Located near City Hall, at Fresno and O Streets in downtown Fresno you’ll find the castle-shaped Old Fresno Water Tower, standing at 109 feet high. It’s the most iconic structure in Fresno because of its unique architectural design and history. The tower is constructed with red brick, each layer smaller than the one below it, creating a beehive effect.
In 1891, George Washington Maher, a Chicago architect, was commissioned to design Fresno’s water tower. His design was influenced by the Great Chicago Fire of 1871, which sadly destroyed the Chicago Public Library. The structure is an example of American Romanesque architecture, which emphasizes the Classical Roman arch as its dominant feature. Maher’s original design intended for a library and a third floor to be built within the tower, but neither was accomplished. Maher did finish the project in 1894, and the tower remained in use until 1963 when its pumping equipment had become inadequate. The water tower was added to the National Register of Historic Places on October 14, 1971.
Since 2001, the water tower has served as a visitors’ center. It hasn’t been entirely smooth sailing for the tower, though, in 2017, it was at risk of closing. When a PG&E rate hike left the tower $8,000 short, the Fresno Arts Council came through and took over the city landmark.

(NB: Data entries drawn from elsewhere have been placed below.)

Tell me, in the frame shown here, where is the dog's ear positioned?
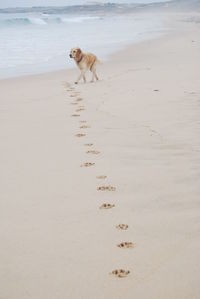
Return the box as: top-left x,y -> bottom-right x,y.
76,48 -> 82,60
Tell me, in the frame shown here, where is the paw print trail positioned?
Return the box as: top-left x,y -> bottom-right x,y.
65,82 -> 133,282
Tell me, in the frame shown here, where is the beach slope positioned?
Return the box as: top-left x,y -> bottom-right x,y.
0,16 -> 200,299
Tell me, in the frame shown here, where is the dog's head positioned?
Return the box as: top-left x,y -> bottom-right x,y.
69,48 -> 82,61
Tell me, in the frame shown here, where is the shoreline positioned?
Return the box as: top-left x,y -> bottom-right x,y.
0,11 -> 196,82
0,11 -> 173,81
0,27 -> 169,82
1,14 -> 200,299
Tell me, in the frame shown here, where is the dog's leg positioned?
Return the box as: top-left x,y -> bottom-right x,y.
91,65 -> 99,82
75,73 -> 82,84
94,70 -> 99,81
83,74 -> 86,83
90,64 -> 95,82
75,70 -> 86,84
91,72 -> 95,83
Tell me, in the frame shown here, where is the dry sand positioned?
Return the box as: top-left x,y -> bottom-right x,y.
0,15 -> 200,299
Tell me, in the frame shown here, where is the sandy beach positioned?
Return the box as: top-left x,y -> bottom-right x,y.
0,14 -> 200,299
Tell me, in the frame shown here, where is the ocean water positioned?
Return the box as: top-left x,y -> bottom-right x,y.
0,7 -> 167,79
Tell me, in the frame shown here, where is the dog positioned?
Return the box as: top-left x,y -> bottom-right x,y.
69,47 -> 99,84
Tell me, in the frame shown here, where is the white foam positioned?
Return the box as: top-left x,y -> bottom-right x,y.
0,13 -> 167,79
62,16 -> 101,23
28,18 -> 47,25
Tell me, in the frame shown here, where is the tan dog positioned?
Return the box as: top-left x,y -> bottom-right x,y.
69,47 -> 99,84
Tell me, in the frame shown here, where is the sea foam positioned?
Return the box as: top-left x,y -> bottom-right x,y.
0,5 -> 167,79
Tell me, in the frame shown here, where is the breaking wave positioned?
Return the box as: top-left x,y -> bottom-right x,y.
0,16 -> 102,27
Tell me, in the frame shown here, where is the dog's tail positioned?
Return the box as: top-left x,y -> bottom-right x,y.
96,59 -> 103,65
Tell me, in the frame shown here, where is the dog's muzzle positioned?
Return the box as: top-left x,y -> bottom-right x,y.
69,54 -> 72,58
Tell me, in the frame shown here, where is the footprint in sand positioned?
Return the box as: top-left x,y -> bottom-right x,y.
117,242 -> 135,249
99,203 -> 115,209
84,143 -> 93,147
66,87 -> 75,92
116,224 -> 129,230
80,125 -> 90,129
87,150 -> 100,155
97,185 -> 116,191
76,108 -> 85,112
80,162 -> 95,167
71,114 -> 80,117
70,91 -> 80,96
110,269 -> 130,278
75,133 -> 86,138
96,175 -> 107,179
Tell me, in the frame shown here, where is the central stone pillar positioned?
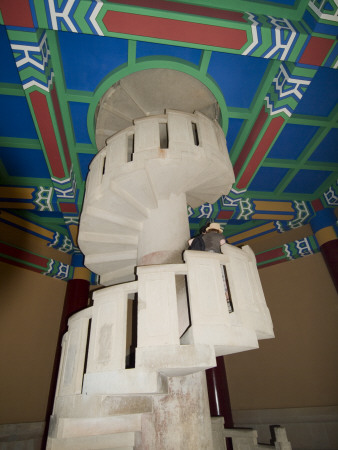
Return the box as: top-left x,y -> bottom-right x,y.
137,192 -> 190,266
139,372 -> 213,450
136,193 -> 213,449
137,191 -> 191,336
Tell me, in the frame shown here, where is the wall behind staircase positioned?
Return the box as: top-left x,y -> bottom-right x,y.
225,251 -> 338,409
224,244 -> 338,449
0,223 -> 68,424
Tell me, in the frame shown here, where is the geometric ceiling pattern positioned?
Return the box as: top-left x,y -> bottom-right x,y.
0,0 -> 337,281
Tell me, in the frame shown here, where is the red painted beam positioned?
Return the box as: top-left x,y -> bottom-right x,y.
59,202 -> 78,213
256,247 -> 285,264
0,255 -> 42,273
299,36 -> 334,66
0,242 -> 48,268
217,210 -> 234,220
30,90 -> 66,179
234,107 -> 268,178
0,0 -> 34,27
311,198 -> 324,212
103,11 -> 247,49
237,115 -> 285,189
107,0 -> 247,22
51,86 -> 72,171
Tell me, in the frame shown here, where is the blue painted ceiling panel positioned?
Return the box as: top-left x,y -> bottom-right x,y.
0,26 -> 21,84
309,128 -> 338,163
136,41 -> 201,66
294,67 -> 338,117
267,123 -> 319,160
0,147 -> 50,178
69,102 -> 91,144
227,118 -> 244,151
207,52 -> 270,109
58,31 -> 129,91
284,169 -> 332,194
78,153 -> 95,181
248,166 -> 289,191
0,95 -> 38,139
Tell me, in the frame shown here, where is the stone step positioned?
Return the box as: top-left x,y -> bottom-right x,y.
82,368 -> 168,396
136,343 -> 216,376
142,156 -> 208,201
189,172 -> 233,193
51,414 -> 141,440
187,186 -> 231,207
89,186 -> 148,221
79,208 -> 141,236
84,254 -> 137,276
100,265 -> 136,286
85,249 -> 137,265
186,192 -> 207,209
48,431 -> 136,449
53,394 -> 153,419
77,232 -> 138,255
108,181 -> 149,220
95,80 -> 146,150
112,167 -> 158,211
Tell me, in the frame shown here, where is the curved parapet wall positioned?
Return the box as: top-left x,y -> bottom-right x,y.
78,110 -> 234,284
52,247 -> 273,403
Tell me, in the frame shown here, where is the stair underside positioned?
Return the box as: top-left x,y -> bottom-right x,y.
79,152 -> 233,285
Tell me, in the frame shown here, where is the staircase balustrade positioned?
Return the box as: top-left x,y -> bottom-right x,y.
78,110 -> 235,286
54,246 -> 273,403
84,109 -> 233,209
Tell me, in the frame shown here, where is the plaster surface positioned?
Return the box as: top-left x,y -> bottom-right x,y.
138,371 -> 213,450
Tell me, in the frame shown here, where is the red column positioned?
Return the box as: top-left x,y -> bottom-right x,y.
310,208 -> 338,293
320,240 -> 338,292
58,277 -> 90,334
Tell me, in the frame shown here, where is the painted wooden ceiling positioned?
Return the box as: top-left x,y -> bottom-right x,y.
0,0 -> 337,282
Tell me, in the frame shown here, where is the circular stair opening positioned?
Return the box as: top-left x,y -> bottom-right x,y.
95,68 -> 221,151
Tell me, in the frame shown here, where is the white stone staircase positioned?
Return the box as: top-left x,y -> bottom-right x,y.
78,110 -> 234,286
59,104 -> 277,448
47,249 -> 274,449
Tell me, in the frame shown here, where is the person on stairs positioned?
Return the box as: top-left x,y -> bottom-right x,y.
188,222 -> 226,253
188,222 -> 232,312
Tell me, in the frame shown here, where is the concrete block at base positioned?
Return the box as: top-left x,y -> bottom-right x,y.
82,368 -> 168,395
136,344 -> 217,376
211,417 -> 226,450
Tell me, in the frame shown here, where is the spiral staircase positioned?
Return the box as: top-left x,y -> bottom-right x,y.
78,108 -> 234,286
47,71 -> 275,449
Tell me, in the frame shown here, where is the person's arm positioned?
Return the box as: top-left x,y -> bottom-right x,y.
220,238 -> 226,246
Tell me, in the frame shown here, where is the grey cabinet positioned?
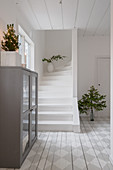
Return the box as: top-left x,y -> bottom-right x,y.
0,67 -> 38,168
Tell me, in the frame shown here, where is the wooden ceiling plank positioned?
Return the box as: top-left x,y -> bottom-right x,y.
45,0 -> 62,29
85,0 -> 110,36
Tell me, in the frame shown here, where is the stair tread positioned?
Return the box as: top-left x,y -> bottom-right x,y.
38,103 -> 72,106
39,112 -> 73,115
39,89 -> 72,91
38,121 -> 73,124
43,74 -> 72,77
51,70 -> 71,73
24,120 -> 73,125
39,97 -> 72,99
43,74 -> 71,76
39,91 -> 72,93
44,72 -> 71,75
39,85 -> 72,87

Even though volunteers and a part-time manager staff the tower, the Fresno Arts Council reported that it costs just under $20,000 to run the water tower every year.
As a visitors’ center, the tower was remodeled and remains Fresno’s most distinctive and enduring architectural symbol today. About 3,000 people visit the tower every year and water tower enthusiasts (yes, it’s a real thing) come from all over the world to see it. Outside the tower is a dedication plaque, to George M. Bowman, who died in 1984. This water tower is dedicated to Bowman for his thirty-six years of dedicated service to the city of Fresno and for his accomplishments as a naval officer. He also was the city’s first chief engineer, became the general manager of the Water Department, designed innovative electrical systems for street lighting, several well known public buildings, and Chandler Air Field.
Earlier this year, the tower made news when Red-Tailed Hawk hatchlings were born atop the water tower.
Whether you’re visiting Fresno for the first time or you are a longtime resident who has never stopped at the tower, you’re in for a treat! It’s a historical gem that is a feast for the eyes and even boasts an art gallery with local artist’s work and a gift shop with souvenirs.